CHAPTER 8
There are three additional components of HDInsight that have not yet been addressed in detail, as they are more advanced features. These are likely to change and be extended as the platform evolves. Current details can be found on the documentation page that details what version of Hadoop is currently used in HDInsight.[31]
![]()
Oozie is a graphical workflow engine that can run sequences of MapReduce and Pig jobs.
Oozie is exposed through REST APIs and the .NET SDKs.
For full details, see the official documentation.[32]
![]()
Sqoop is a tool used to transfer data between Hadoop and relational databases using a JDBC driver. It is command line-based and allows the export of a single query or table’s data from a relational source to either Hadoop as files or to Hive as tables.
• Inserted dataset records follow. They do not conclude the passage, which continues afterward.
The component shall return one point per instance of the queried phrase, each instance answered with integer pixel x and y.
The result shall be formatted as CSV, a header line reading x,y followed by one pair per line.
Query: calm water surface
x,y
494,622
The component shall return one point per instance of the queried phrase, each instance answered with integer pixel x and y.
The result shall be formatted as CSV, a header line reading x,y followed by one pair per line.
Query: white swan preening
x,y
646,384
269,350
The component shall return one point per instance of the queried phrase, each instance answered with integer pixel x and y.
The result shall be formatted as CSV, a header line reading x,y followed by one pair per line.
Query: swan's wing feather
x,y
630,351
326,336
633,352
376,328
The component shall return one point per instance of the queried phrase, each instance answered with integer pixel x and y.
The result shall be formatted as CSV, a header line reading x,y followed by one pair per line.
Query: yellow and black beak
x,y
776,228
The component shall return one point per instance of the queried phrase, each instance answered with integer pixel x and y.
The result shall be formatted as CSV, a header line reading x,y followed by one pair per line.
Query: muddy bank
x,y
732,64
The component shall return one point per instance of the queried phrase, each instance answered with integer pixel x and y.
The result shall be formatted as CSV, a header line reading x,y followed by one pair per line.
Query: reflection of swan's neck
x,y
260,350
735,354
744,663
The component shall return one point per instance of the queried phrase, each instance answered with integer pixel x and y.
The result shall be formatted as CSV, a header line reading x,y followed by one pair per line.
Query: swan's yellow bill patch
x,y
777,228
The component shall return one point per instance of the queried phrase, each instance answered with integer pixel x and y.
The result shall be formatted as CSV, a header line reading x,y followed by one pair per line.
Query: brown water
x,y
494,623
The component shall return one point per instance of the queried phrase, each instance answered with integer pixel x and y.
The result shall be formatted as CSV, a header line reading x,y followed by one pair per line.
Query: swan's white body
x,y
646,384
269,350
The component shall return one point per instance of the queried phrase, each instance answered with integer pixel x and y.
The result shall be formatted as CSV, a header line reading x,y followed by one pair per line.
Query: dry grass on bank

The reverse process allows the direct population of relational tables from Hadoop files.
For full details, see the official documentation.[33]

Ambari is a framework for monitoring, managing, and provisioning clusters. It is still an incubator project as far as Apache is concerned.
Its exact role in HDInsight is unclear given the existing as well as planned capabilities in the Azure Management console, although it may have more relevance in the on-premises version when it arrives.
Like Oozie, it is exposed through REST APIs and the .NET SDKs.
For full details, see the official documentation.[34]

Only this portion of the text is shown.